# Fattie Virgin No More. First time Fatty X2 (QView - a little heavy)



## joliver449 (Dec 7, 2010)

Never head of a fattie before SMF. I've only been a member for a few weeks and I already gave into the man-made meat trifecta that is the fattie.

Sausage - Jimmy Dean Country Mild, Jimmy Dean Sage

Bacon - Gwaltney Regular

Fillings

Fatty 1: Onion, Mushroom, Bell Pepper - sauteed in Italian Vinegaratte Dressing
                         Black Olives, Mozzarella

Fatty 2: Pepperoni, Pizza Sauce, Mozzarella, Parmesan
Followed tutorial for rolling a fatty to a T and can't believe how easy it actually can be.

Got fire to 260 using Royal Oak Natural Lump before dropping first fatty down. Kept smoke billowing with Hickory and Mesquite Chunks. Pulled first fatty at 170 in a total time of 2 hours and 15 minutes. This fatty was destroyed before the second one even thought about approaching 160.














We killed this (all fatty first timers) in seriously 7 or 8 minutes between three of us. I went back around 45 minutes to later to retrieve what I considered the consolation fattie. I figured a pizza fattie would be alright just not as good as this masterpiece that was yanked from the smoker.
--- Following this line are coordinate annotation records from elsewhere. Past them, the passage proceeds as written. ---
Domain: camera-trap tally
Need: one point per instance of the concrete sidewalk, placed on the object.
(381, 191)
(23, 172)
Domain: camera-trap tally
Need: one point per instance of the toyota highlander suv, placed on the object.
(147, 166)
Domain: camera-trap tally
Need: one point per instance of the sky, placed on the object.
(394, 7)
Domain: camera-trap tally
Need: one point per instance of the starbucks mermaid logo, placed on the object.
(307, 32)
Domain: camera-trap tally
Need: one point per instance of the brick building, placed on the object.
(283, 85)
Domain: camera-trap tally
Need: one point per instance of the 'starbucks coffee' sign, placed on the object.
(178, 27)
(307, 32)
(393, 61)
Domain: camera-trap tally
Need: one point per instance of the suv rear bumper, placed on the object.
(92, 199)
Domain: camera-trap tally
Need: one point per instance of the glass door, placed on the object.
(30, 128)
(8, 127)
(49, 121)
It hit 165 after about 2 hours 40 minutes on the smoker.



















We were getting full halfway through this one so I was able to obtain some leftovers from this one but wow. I don't know that I've ever even had a pizza that actually tasted this good!

I want to experiment a little more with ground meats and bacon. I will probably splurge next time and get some of the cracked black pepper bacon that's near 5 bucks a pound and maybe some ground buffalo or lamb and see if you can tell any difference between meats.

Anyways, enjoy and thanks for introducing me to this glorious creation.


----------



## realtorterry (Dec 7, 2010)

Good job first time out q-view & all


----------



## adiochiro3 (Dec 7, 2010)

Nice first fattie!  It only gets better from here!


----------



## cycletrash (Dec 7, 2010)

wow you make me hungary....


----------



## mballi3011 (Dec 7, 2010)

Oh you have a ways to go now. you have just scratched the fattie surface. They are good and the fillings are endless too. Now I'm really glad that you like the fattie but there's a bunch more stuff you have to try before to long. You're just a beginner for now. I would like to see the War Eagles and the SEC take this years Championship too. So Go War Eagles from  Huge Gator fan and Alum.


----------